The C information file

4. The C information file

4.1. Lexical conventions
4.2. The prefixes section
4.3. The persistent section
4.4. The maps section
4.5. The header section
4.6. The assignments section
4.7. The parameter assignments section
4.8. The result assignments section
4.9. The terminal result extraction section
4.10. The action definition section
4.11. The trailer section

The grammar specification itself is not sufficient to produce a parser. There also needs to be output language specific information to allow the parser to interface with the program it is to be part of. In the case of the C output routines, sid needs to know the following information:

What code should precede and succeed the automatically generated code.
How to map the sid identifiers into C identifiers.
How to do assignments for each type.
How to get the current terminal number.
How to get the result of the current terminal.
How to advance the lexical analyser, to get the next terminal.
What the actions are defined as, and how to pass parameters to them.
How to save and restore the current terminal when an error occurs.

Eventually almost all of this should be user suppliable. At the moment, some of the information is supplied by the user in the C information file, some through macros, and some is built in. sid currently gets the information as follows:

The C information file has a header and a trailer section, which define code that precedes and succeeds the code that sid generates.

The C information file has a section that allows the user to specify mappings from sid identifiers into C identifiers. These are only valid for the following types of identifiers: types, functions (implementations of rules) and terminals. For other identifier types (or when no mapping is supplied), sid uses some default rules:

Firstly, sid applies a transform to the sid identifier name, to make it a legal C identifier. At present this maps _ to __, - to _H and : (this occurs in scoped names) to _C. All other characters are left unmodified. This transform cannot be changed.
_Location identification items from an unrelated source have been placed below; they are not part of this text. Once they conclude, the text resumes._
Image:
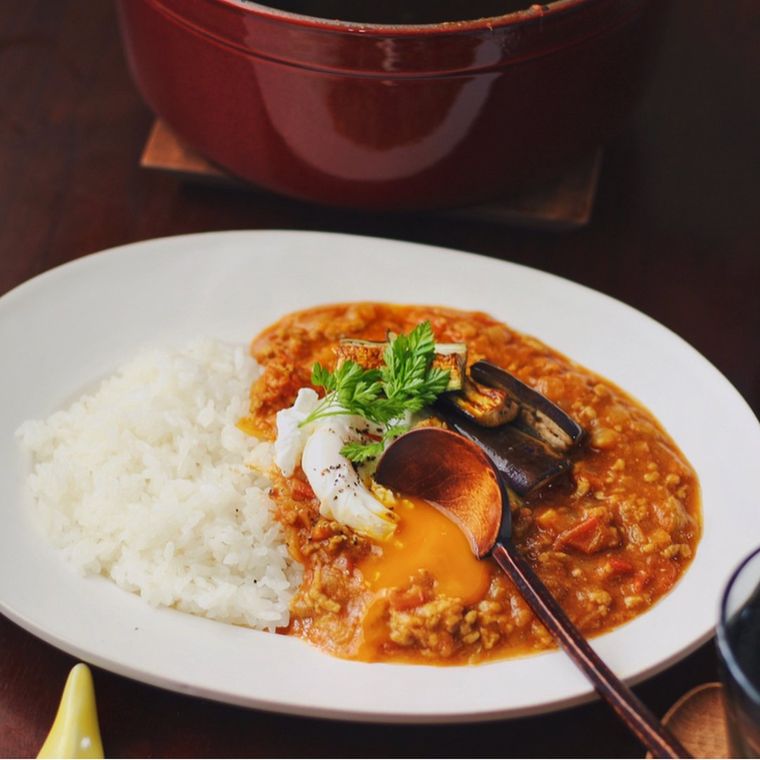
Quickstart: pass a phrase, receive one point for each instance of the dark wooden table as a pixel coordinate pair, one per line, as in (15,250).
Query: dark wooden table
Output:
(676,233)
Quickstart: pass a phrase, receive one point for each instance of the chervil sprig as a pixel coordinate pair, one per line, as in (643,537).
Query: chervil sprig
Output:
(405,384)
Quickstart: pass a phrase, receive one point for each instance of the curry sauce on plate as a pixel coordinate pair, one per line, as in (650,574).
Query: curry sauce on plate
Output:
(608,540)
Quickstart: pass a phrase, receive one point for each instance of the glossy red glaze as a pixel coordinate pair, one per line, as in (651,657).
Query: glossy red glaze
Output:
(390,117)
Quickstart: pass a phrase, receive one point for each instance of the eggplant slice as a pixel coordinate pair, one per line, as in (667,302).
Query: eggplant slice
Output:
(537,414)
(525,463)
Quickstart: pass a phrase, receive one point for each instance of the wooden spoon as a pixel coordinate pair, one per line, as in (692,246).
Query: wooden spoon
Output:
(457,477)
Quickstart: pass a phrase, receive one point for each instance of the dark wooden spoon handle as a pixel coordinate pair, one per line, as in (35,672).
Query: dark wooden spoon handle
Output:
(655,737)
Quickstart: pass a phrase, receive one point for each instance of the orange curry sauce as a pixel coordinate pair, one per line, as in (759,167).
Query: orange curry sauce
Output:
(608,542)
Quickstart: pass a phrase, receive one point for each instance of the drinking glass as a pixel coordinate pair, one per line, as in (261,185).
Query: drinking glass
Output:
(738,639)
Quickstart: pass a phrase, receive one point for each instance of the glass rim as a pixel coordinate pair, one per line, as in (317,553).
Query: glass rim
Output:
(724,647)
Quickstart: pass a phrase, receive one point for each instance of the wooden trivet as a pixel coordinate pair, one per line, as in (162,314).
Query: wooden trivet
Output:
(563,203)
(697,719)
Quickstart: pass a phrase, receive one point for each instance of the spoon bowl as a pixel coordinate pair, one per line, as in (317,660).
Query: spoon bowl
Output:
(459,479)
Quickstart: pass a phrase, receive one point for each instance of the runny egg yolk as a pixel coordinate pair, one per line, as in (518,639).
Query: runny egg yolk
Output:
(425,539)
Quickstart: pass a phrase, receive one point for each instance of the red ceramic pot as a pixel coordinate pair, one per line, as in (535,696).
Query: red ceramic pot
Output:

sid also puts a prefix before all identifiers, to try to prevent clashes (and also to make automatically generated - i.e. numeric - identifiers legal). These prefixes can be redefined for each class of identifier, in the C information file. They should be chosen so as not to clash with any other identifiers (i.e. no other identifiers should begin with that prefix).

By default, the following prefixes are used:

Prefix	Meaning
`ZT`	This prefix is used before type identifiers, for the type name itself.
`ZR`	This prefix is used before rule identifiers, for the rule's implementation function.
`ZL`	This prefix is used before rule identifiers, for the rule's label when tail recursion is being eliminated. In this case, a number is added to the suffix before the identifier name, to prevent clashes when a rule is inlined twice in the same function. It is also used before other labels that are automatically generated and are just numbered.
`ZI`	This prefix is used before name identifiers used as parameters to functions, or in normal usage. It is also used by non-local names (which doesn't cause a problem as they always occur scoped, and local names never do).
`ZO`	This prefix is used before name identifiers used as results of functions. Results are passed as reference parameters, and this suffix is used then. Another identifier with the `ZI` prefix is also used within the function, and the type reference assignment operator is used at the end of the function to assign the results to the reference parameters.
`ZB`	This prefix is used before the terminal symbol names in the generated header file.

Table 1. Identifier prefixes

Normally, sid will do assignments using the C assignment operator. Sometimes, this will not do the right thing, so the user can define a set of assignment operations for any type in the C information file.
sid expects the CURRENT_TERMINAL macro to be defined, and its definition should return an integer that is the current terminal. The macro should be an expression, not a statement.
It is necessary to define how to extract the results of all terminals in the C information file (if a terminal doesn't return anything, then it is not necessary to define how to get the result).
sid expects the ADVANCE_LEXER macro to be defined, and its definition should cause the lexical analyser to read a new token. The new terminal number should be accessible through the CURRENT_TERMINAL macro. On entry into the parser CURRENT_TERMINAL should give the first terminal number.
All actions, and their parameter and result names are defined in the C information file.
sid expects the SAVE_LEXER and RESTORE_LEXER macros to be defined. The first is called with an argument which is the error terminal value. The macro should save the current terminal's value, and set the current terminal to be the error terminal value. The second macro is called without arguments, and should restore the saved value of the current terminal. SAVE_LEXER will never be called more than once without a call to RESTORE_LEXER, so the save stack only needs one element.
sid expects the ERROR_TERMINAL macro to be defined if the -s no-numeric-terminals option is given. This is expected to specify a value which is not a valid terminal number. This is required as with non-numeric terminals (that is, symbolic names) a non-terminal value would not otherwise be known.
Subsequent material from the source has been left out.